File No. 2491/40.
The Costa Rican Minister on Special Mission to the Secretary of State.
Washington, November 21, 1908.
Mr. Secretary: On various occasions I have had the honor of explaining to your excellency the state of the boundary question pending between the Republics of Costa Rica and Panama and of soliciting the mediation and impartial good offices of your excellency’s Government in order to procure a satisfactory solution of the present situation, which unfortunately constitutes a cause of unrest in both countries to the impairment of their reciprocal interests and of the feeling of good will and amity which has always united the Costa Ricans and the Panamans.
[Page 775]On the 19th of December last the Department of State, in answering my note of the 9th of that month, saw fit to accede to my request in terms that evoked the gratitude of my Government, which for a moment contemplated the immediate realization of the fervent desire to see its only pending controversy of an international character closed and settled forever.
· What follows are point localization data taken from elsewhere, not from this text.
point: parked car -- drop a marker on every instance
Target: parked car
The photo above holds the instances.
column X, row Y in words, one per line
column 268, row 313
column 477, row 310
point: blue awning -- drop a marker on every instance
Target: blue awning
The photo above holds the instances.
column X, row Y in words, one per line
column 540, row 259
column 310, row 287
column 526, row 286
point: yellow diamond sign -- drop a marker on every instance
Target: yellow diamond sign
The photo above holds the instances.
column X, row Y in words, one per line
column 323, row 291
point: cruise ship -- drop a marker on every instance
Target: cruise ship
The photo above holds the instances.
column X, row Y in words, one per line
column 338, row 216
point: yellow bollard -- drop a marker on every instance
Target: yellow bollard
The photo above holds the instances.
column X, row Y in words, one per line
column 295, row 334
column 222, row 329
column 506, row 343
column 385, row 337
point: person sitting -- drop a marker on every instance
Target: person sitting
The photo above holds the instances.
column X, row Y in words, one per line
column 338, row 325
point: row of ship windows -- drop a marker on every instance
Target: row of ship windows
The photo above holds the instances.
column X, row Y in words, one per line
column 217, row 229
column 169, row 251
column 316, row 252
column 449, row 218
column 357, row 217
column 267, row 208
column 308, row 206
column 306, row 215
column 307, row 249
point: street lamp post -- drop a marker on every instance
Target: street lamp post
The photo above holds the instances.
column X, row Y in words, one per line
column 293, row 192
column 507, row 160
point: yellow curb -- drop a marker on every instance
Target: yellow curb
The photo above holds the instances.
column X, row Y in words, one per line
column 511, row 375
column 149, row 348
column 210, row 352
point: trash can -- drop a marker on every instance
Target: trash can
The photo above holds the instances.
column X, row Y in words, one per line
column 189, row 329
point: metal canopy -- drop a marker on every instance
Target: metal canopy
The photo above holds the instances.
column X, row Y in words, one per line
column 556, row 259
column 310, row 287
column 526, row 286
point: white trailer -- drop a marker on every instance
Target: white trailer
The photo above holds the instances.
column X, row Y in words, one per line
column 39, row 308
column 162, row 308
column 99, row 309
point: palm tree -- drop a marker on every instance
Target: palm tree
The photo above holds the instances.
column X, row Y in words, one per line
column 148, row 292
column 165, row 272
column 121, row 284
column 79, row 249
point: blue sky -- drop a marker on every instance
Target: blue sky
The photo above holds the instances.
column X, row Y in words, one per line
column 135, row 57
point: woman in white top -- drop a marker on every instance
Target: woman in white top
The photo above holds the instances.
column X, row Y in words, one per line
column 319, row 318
But the presidential campaign which began shortly afterwards in Panama forestalled the opening of any negotiations whatever.
It is the belief of my Government that the present would perhaps be a propitious time for entering into negotiations with Panama through the medium of the legation of that Republic in Washington, and with the just and impartial mediation of your excellency’s Government, which therefore Costa Rica now solicits anew, invoking, besides other considerations, the repeated proofs of the sincere and cordial friendship of the United States toward the sister Republics of Costa Rica and Panama, and most especially the marked interest which your excellency evinces in everything that tends to the just and honorable settlement of any differences between the countries of the American Continent.
In most respectfully making the foregoing request in conformity with special instructions from my Government, I avail myself, etc.